Le marquis acquiesça du geste. Il n’eût pu prononcer un mot. Une épouvante l’étreignait, à l’évocation d’une formidable conspiration ourdie contre Linérès.

La conversation interceptée donnait au mystère des proportions gigantesques. Ce capitaine japonais qui s’engageait à demander la main de la jeune fille, avec ces mots sinistres : « Mon existence appartient au Japon. »

Il était donc convaincu que l’on mourait de vouloir épouser Linérès !

Et le danger lui apparaissait inévitable. Quel était ce danger, quel pouvait-il être ?

Contre cet inconnu, Chazelet s’était promis de lutter ; à présent, il se sentait plus faible, plus impuissant qu’un enfant.

Où le prendre, où le joindre, ce péril insaisissable, qui ne se signalait qu’en frappant ? Une fois la victime atteinte, renversée, il ne restait rien, nulle trace, nulle présomption.

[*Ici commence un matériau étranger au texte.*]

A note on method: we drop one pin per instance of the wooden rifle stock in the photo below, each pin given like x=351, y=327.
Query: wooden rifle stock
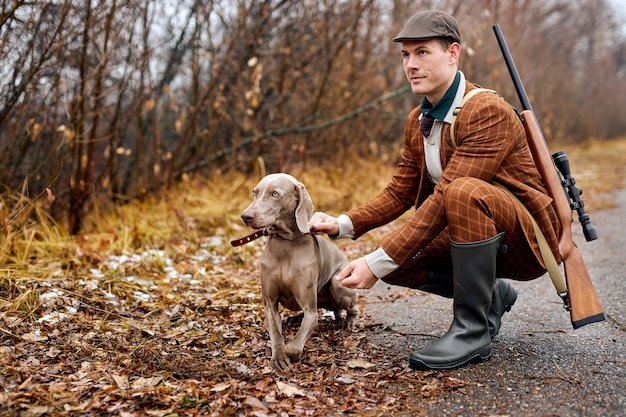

Au fond le marquis avait peur pour celle à laquelle il se dévouerait, et son état d’esprit se montra tout entier dans cette phrase murmurée à mi-voix :

— Après tout, je me ferai tuer… Pour commencer… comment vais-je me présenter chez ces dames ?

Tout à ses réflexions, il se laissa entraîner par Morand.

Il se retrouva avec son ami, au pied de la tour de fer.

Lerenaud et l’Américain lui serrèrent la main.

Il ne remarqua point que ce dernier avait prononcé son nom avec une affectation évidente. Allan, du reste, demeura en arrière, tandis que M. Lerenaud promettait à Morand de le revoir le lendemain au Cercle militaire.

Et la main de l’inventeur rencontra celle de l’un des gamins qui avaient assisté à la montée des personnages invités aux expériences, et qu’une curiosité décidément tenace avait retenus jusqu’à la descente.

Il y eut comme un vague chuchotement.

Quand M. Lerenaud vint rejoindre Allan, les galopins étaient déjà loin, mais un observateur eût pensé qu’ils suivaient Morand et Pierre.

Cette idée eût bientôt été confirmée, car les deux amis ayant arrêté une voiture, le gamin, que ses camarades avaient appelé Tril, se coula presque sous les roues pour entendre l’adresse jetée au cocher.

Après quoi, il vint rejoindre ses camarades.

— C’est à la légation d’Espagne ! Bob, va prévenir les autres, qu’ils soient de ce côté-là ; place Malesherbes et à l’angle du boulevard de Courcelles ; aux stations des tramways, on ne remarque pas quand on stationne là.

Bob partît en courant.

— Toi, Fall, à la légation. Si, par hasard, ils sortaient trop tôt, les suivre et laisser l’avis à ceux du boulevard de Courcelles.

— Et toi ?

— Moi, je vais rejoindre le « Roi ». Il décidera.

Sur ce, les gamins se séparèrent et, tout petits dans la grande cité, s’enfoncèrent en des voies opposées.